What first was an experimental safety procedure for two cold war super powers became the patriotic pursuit of a dream. One that Nick Piantanida gave his life for after the day he flew a manned balloon higher than any man before him, setting a new world record in 1966 that would go unbroken until 2012, when Felix Baumgartner — trained by Kittinger and sponsored by Red Bull. Finally, in 2014 Alan Eustace — the Senior Vice President of Knowledge at Google — would fund his own stratosphere dive without the marketing machine of Red Bull. Eustace had the right contacts to develop a five-hundred-pound flight suit and remove the capsule altogether. Suspended by a balloon now only one fifth of the size of the dimensions required to lift a space vehicle he ascended to 135,889 feet. The descent was 26 miles down and took 15 minutes, setting new world records for the highest free-fall jump, and total free-fall distance 123,334 feet. Due to his use of a drogue parachute to stabilize himself during the descent his record is in a different category than Baumgartner’s.

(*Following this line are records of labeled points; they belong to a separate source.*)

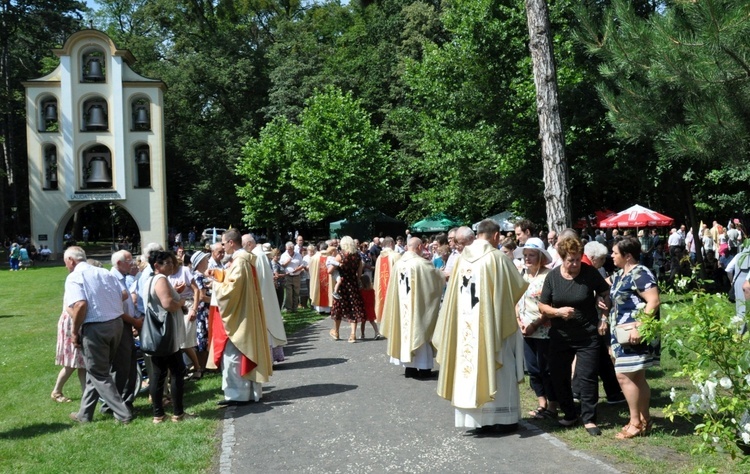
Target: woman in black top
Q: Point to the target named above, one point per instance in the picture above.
(569, 299)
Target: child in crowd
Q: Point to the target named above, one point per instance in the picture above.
(658, 260)
(333, 262)
(368, 295)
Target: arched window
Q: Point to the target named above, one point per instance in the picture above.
(96, 168)
(142, 166)
(141, 115)
(50, 167)
(93, 65)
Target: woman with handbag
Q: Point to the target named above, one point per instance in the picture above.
(164, 302)
(634, 292)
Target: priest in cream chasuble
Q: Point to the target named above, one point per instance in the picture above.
(411, 309)
(479, 345)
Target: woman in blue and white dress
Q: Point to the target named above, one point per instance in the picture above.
(634, 293)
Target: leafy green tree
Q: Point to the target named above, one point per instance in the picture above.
(677, 78)
(340, 161)
(469, 115)
(29, 30)
(302, 47)
(268, 198)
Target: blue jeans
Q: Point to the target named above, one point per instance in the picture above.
(535, 356)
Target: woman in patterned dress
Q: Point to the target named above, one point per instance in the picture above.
(634, 292)
(350, 307)
(199, 261)
(68, 356)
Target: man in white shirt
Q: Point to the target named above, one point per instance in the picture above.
(94, 298)
(293, 265)
(125, 362)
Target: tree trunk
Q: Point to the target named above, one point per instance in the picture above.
(556, 193)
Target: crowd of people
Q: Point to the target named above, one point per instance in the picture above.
(488, 307)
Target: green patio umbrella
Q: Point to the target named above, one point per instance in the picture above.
(436, 223)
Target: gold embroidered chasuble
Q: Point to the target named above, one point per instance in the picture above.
(241, 309)
(383, 269)
(476, 319)
(411, 305)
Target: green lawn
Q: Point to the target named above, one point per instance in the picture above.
(35, 433)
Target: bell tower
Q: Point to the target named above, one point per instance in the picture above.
(95, 132)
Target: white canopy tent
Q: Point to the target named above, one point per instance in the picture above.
(507, 221)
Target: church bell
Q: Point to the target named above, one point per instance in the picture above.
(142, 158)
(50, 112)
(96, 118)
(99, 172)
(94, 72)
(141, 118)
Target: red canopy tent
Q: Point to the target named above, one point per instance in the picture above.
(637, 216)
(593, 219)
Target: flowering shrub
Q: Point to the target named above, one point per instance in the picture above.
(701, 333)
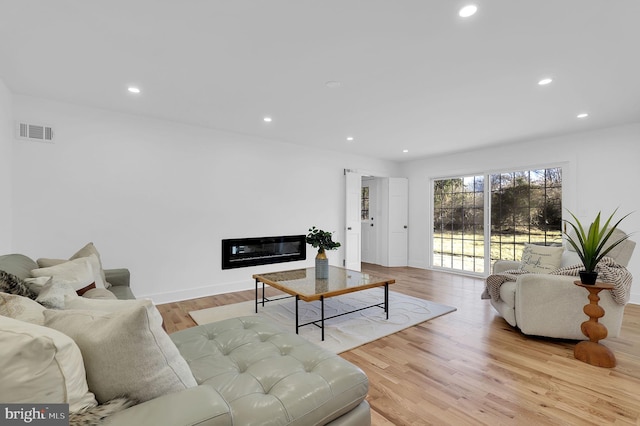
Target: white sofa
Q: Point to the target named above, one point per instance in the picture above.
(552, 305)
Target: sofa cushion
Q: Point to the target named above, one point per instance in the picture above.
(75, 271)
(125, 352)
(41, 365)
(253, 363)
(53, 294)
(99, 293)
(541, 259)
(88, 251)
(17, 264)
(21, 308)
(36, 283)
(13, 284)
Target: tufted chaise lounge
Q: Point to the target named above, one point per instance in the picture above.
(251, 372)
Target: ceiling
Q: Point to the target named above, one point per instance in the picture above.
(412, 74)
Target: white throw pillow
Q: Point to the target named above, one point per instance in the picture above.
(94, 261)
(54, 293)
(41, 365)
(37, 283)
(78, 273)
(107, 305)
(541, 259)
(125, 352)
(21, 308)
(99, 293)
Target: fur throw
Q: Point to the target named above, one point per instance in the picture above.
(11, 284)
(94, 416)
(608, 270)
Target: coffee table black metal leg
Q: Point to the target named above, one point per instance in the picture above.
(386, 299)
(256, 296)
(322, 315)
(297, 298)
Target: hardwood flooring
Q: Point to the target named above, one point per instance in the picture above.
(471, 368)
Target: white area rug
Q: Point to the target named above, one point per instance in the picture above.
(341, 333)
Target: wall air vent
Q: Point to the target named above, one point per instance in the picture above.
(35, 132)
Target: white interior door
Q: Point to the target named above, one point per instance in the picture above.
(353, 231)
(398, 221)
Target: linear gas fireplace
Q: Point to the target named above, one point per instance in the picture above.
(241, 252)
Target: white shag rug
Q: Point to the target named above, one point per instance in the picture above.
(342, 333)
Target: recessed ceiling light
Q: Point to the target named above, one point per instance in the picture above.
(468, 10)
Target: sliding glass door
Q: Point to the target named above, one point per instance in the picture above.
(522, 207)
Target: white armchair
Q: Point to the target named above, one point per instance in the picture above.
(551, 305)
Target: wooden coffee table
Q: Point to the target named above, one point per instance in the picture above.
(303, 285)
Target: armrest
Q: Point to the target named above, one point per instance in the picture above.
(118, 276)
(505, 265)
(552, 306)
(202, 406)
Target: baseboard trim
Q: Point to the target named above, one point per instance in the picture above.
(194, 293)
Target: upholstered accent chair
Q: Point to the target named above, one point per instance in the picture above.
(552, 305)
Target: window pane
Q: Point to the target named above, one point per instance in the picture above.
(526, 207)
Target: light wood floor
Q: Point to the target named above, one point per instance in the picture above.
(471, 367)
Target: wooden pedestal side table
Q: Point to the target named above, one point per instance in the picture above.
(591, 351)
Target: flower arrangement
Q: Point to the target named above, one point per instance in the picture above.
(322, 240)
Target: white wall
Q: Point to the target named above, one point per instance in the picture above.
(6, 144)
(600, 172)
(158, 197)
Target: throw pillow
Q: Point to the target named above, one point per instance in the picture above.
(106, 305)
(541, 259)
(87, 251)
(96, 267)
(37, 283)
(153, 366)
(79, 273)
(99, 293)
(11, 284)
(53, 294)
(21, 308)
(41, 365)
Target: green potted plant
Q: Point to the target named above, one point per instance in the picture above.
(322, 240)
(594, 244)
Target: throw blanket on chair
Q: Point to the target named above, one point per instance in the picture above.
(608, 271)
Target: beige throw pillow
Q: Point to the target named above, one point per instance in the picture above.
(78, 273)
(87, 251)
(53, 294)
(541, 259)
(21, 308)
(94, 261)
(37, 283)
(41, 365)
(125, 352)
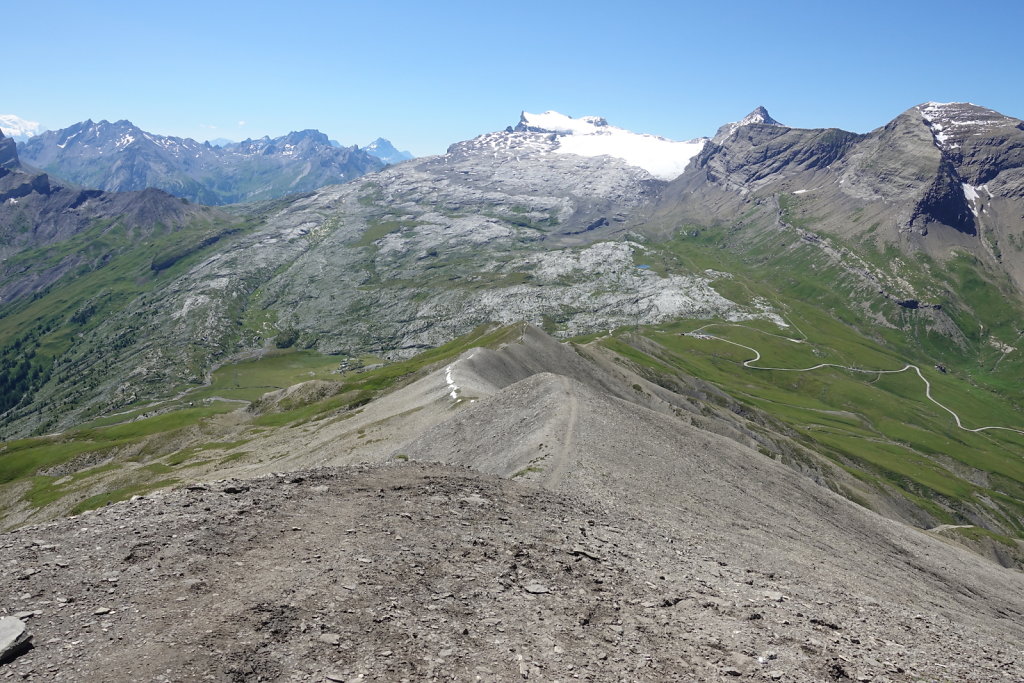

One would assume that with all of these inspired flights record setting space-dives — now without the capsule altogether — there would be little more for the untameable white to explore with this sort of extreme sport.
On May 23rd of 2012 professional stuntman Gary Connery would jump from a helicopter 2,400 feet off the ground in a wing suit, wearing no parachute. Connery landed safely on a landing strip made of approximately 18,600 cardboard boxes of varying dimensions.
On June 30th of 2016 veteran skydiver Luke Aikins leaped out of a perfectly decent airplane and plummeted twenty-five thousand feet without a parachute. Landing on a one-hundred by one-hundred-foot net with four air compressors to slow him down after impact he set a record achieving something many experts thought too dangerous to attempt.
These men are profiles in courage. More than that, they demonstrate a rebellious streak that inspires many adventurers. These men had a drive and passion that are all to fleeting these days. A Faustian spirit that reaches higher and demands to go further than any before them. They exemplify an untameable whiteness that we must embrace and distill if we are to endure the coming conflicts. I write these reviews and biographical sketches of white heroes, villains, and eccentrics to search for what makes Western man daring. It is this daring of a small fraction of our people that motivates us as a mass. These men teach us that we can dare, and if we do, we can win.